U.S. Espionage Claims Recall Cold War `Spy Mania,' Russia Says

The U.S. Justice Department’s claims that it broke up a Russian spy ring are “regrettable” and reminiscent of the Cold War at a time when relations are improving, Russia’s Foreign Ministry said.

“Such actions are completely unfounded and serve unseemly goals,” the ministry said today on its website. The allegations are “in the spirit of cold war spy mania,” according to the statement.

Ten alleged members of a “long-term, deep-cover” Russian spy ring have been arrested on the U.S. East Coast, the Justice Department said yesterday. The suspects, who are accused of seeking to infiltrate U.S. policy-making circles, face charges including conspiring to act as illegal Russian agents and to commit money laundering.

The arrests were announced less than a week after Russian President Dmitry Medvedev visited Washington as a part of a “reset” in relations the U.S. initiated last year. President Barack Obama has made a nuclear arms control treaty, which still requires Senate ratification, the centerpiece of improved ties.

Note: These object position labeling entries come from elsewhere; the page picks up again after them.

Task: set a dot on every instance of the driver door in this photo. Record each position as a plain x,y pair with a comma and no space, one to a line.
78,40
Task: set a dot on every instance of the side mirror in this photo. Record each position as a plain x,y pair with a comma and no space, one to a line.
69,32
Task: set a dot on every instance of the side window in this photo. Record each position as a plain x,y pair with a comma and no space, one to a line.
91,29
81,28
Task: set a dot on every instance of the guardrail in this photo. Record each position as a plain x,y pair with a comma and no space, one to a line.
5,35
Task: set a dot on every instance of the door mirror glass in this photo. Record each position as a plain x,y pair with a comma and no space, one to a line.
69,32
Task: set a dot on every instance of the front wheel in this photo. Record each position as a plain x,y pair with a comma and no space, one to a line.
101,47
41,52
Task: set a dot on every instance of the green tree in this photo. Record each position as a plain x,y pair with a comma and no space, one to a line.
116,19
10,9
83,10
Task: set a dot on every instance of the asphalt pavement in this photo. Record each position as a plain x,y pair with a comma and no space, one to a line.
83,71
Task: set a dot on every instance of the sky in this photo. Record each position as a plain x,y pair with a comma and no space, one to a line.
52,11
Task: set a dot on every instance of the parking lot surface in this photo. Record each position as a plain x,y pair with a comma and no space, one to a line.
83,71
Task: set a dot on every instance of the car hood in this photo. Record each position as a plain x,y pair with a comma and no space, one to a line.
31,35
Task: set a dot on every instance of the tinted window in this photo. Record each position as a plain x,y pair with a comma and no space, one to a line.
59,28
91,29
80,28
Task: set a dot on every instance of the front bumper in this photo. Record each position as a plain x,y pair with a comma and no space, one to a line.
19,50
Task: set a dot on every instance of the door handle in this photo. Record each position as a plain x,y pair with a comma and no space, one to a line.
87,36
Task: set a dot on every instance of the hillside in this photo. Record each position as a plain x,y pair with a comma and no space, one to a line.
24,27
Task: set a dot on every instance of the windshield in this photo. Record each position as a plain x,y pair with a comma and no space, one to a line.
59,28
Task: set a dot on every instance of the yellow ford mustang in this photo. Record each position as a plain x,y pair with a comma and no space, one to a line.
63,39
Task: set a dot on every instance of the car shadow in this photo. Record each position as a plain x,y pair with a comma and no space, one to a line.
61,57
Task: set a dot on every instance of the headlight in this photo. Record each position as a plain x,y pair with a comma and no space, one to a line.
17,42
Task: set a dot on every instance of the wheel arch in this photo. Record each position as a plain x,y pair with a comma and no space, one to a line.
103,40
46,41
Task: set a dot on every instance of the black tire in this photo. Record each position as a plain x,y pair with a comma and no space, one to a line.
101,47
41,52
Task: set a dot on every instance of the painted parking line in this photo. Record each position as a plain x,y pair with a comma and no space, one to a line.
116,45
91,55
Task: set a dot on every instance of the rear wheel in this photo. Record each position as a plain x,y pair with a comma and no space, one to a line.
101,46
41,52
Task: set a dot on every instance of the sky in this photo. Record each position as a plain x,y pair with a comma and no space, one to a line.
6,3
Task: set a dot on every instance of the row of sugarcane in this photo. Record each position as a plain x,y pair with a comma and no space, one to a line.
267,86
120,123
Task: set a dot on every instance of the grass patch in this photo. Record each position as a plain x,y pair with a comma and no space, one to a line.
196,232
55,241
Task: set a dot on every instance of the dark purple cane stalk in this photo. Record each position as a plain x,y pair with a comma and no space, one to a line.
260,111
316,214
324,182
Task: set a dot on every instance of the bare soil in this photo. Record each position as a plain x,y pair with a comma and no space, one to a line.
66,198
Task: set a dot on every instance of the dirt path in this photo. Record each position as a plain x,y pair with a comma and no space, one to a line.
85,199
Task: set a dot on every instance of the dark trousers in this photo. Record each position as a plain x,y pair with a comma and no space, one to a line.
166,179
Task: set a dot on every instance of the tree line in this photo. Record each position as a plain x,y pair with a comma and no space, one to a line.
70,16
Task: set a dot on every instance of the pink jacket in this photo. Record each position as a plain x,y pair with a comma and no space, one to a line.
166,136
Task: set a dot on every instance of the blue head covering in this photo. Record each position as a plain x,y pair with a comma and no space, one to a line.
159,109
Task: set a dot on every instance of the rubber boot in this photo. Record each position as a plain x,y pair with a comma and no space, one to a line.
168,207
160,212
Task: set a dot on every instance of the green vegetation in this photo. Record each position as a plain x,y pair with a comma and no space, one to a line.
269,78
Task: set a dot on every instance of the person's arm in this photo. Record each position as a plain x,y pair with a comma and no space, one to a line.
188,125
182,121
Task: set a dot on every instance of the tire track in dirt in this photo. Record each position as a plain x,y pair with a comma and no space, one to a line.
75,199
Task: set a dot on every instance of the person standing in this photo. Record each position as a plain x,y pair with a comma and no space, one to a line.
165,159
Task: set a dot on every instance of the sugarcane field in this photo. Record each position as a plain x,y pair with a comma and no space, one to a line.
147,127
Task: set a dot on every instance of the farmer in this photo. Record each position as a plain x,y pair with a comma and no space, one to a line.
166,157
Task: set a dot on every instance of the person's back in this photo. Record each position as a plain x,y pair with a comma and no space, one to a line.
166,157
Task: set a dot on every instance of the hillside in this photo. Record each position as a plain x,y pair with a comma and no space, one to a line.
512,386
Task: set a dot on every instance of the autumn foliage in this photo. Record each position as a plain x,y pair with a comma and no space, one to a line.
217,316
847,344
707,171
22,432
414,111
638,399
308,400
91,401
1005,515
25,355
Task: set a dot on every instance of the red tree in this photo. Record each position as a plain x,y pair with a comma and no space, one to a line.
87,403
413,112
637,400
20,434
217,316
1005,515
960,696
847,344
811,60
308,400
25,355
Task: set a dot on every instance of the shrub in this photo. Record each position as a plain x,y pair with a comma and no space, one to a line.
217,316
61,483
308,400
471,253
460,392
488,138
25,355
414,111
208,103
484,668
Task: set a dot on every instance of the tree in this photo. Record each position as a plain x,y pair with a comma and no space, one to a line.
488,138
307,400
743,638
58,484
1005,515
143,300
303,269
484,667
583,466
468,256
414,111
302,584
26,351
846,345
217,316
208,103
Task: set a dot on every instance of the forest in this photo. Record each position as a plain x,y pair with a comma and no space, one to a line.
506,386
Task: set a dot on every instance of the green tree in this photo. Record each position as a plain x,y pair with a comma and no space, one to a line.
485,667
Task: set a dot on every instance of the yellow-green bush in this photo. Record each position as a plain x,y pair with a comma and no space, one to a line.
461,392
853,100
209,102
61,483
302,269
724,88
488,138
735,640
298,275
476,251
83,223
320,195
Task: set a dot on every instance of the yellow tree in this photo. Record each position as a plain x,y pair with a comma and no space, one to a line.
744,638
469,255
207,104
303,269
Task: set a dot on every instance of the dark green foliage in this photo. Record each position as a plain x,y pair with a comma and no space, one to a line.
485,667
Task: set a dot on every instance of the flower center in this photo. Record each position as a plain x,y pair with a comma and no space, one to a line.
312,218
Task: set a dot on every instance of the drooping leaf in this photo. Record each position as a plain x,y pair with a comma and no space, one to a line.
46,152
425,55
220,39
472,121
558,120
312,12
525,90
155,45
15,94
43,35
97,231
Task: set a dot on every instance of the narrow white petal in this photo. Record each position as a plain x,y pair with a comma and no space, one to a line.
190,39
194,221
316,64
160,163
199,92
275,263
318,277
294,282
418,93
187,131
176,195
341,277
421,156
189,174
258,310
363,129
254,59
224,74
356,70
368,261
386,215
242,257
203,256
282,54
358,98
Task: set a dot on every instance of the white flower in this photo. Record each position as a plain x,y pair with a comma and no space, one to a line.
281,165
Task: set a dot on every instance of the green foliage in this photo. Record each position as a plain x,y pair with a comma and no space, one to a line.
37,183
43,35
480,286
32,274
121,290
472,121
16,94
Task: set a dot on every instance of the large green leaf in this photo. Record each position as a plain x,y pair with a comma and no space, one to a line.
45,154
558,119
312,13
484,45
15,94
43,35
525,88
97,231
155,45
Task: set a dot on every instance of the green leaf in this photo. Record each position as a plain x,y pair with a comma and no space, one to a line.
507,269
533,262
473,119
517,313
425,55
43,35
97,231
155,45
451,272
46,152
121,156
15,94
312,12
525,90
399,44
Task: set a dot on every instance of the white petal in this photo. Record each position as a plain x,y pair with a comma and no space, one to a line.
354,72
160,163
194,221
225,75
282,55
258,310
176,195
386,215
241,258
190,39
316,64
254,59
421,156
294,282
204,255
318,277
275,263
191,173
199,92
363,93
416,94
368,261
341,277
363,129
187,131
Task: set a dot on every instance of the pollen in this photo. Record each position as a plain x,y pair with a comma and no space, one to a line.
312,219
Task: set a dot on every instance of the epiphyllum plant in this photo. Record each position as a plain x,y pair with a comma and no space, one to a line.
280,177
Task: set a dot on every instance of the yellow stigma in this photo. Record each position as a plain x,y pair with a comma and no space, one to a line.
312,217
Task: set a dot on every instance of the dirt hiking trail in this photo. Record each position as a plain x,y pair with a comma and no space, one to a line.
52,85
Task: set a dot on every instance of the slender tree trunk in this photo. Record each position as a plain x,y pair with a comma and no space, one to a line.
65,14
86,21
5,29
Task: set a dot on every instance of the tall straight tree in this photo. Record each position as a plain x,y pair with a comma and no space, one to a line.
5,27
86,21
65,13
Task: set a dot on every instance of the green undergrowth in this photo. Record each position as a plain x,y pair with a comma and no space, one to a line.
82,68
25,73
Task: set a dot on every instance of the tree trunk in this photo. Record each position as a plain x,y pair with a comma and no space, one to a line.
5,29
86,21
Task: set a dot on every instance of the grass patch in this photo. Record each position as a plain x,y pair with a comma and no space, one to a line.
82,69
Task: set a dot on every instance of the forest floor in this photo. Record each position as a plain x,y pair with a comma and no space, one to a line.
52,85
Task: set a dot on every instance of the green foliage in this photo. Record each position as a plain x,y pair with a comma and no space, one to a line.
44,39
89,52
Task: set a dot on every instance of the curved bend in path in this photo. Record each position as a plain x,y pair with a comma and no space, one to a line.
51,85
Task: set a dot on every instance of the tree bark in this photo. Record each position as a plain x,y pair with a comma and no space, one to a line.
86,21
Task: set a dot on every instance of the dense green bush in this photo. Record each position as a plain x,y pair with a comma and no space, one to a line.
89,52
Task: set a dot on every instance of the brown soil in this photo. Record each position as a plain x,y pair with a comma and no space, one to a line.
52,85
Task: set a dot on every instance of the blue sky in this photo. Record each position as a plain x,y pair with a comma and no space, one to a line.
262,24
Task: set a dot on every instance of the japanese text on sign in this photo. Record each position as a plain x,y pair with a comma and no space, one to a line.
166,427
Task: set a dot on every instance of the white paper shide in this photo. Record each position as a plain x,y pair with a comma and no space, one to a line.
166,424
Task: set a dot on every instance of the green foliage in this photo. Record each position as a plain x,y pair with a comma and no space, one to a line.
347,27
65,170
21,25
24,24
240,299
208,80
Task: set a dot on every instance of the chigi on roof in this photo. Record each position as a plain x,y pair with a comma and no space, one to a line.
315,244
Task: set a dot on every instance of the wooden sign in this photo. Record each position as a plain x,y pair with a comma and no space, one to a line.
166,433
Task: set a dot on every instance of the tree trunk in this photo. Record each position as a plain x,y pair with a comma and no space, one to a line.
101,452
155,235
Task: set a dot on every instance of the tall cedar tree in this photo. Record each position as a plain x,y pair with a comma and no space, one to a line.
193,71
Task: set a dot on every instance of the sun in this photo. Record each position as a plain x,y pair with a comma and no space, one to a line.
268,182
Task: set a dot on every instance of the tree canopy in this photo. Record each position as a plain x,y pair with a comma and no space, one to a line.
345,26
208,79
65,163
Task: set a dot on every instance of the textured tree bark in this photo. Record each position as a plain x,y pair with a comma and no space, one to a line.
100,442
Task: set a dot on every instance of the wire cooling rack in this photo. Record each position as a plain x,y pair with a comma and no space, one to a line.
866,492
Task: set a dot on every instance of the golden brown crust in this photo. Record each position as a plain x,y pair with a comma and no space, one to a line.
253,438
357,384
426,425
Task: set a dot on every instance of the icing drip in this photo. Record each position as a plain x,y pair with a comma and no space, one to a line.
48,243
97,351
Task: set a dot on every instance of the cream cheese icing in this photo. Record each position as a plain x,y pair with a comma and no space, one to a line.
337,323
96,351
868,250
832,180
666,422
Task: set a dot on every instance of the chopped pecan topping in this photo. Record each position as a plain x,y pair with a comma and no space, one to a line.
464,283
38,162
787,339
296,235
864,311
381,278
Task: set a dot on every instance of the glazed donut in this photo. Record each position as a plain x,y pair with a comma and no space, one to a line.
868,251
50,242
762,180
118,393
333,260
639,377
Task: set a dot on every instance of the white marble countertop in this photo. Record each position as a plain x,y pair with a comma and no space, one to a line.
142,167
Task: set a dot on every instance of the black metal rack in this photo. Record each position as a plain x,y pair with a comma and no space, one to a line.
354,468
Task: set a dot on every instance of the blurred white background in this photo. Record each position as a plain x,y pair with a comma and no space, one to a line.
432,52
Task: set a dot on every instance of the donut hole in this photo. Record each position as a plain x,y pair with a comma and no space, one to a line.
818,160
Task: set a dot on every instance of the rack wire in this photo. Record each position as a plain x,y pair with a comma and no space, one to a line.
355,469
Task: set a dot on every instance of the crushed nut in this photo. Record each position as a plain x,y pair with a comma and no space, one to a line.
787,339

Prime Minister Vladimir Putin, who met with former U.S. President Bill Clinton today at his residence outside Moscow, joked that Clinton had come at the right time because police in America were “out of control, throwing people into jail.”

“I truly expect that everything positive that we’ve accumulated recently in the inter-state relationship will not be affected by recent events,” Putin said during an exchange shown on state television. “I very much hope that people that cherish Russia-U.S. relationships understand that.”

Damage to Reset

While the spy scandal won’t necessarily affect the Obama administration’s position on Russia, it could push some senators to vote against the new Strategic Arms Reduction Treaty, said Fyodor Lukyanov, editor of Russia in Global Affairs magazine.

“If this becomes the reason for the non-ratification of the new START treaty, it will seriously damage the reset,” Lukyanov said. Since arms control is linked to other issues, failure to ratify the accord may also affect missile defense talks and cooperation on Iran’s nuclear program, he said.

Russia will probably wait before reacting with a reciprocal move because the situation is unclear and tit-for-tat actions would only confirm the validity of the charges, Lukyanov said.

The timing of the Justice Department’s announcement shows that there are “hawks” in the U.S. security services opposed to better relations, said Alexei Malashenko, an analyst with the Carnegie Moscow Center.

“There is no way to stop the reset as long as Obama is in power,” Malashenko said. “But a scandal like this is meant to show Americans that Russians are untrustworthy and that confrontation continues.”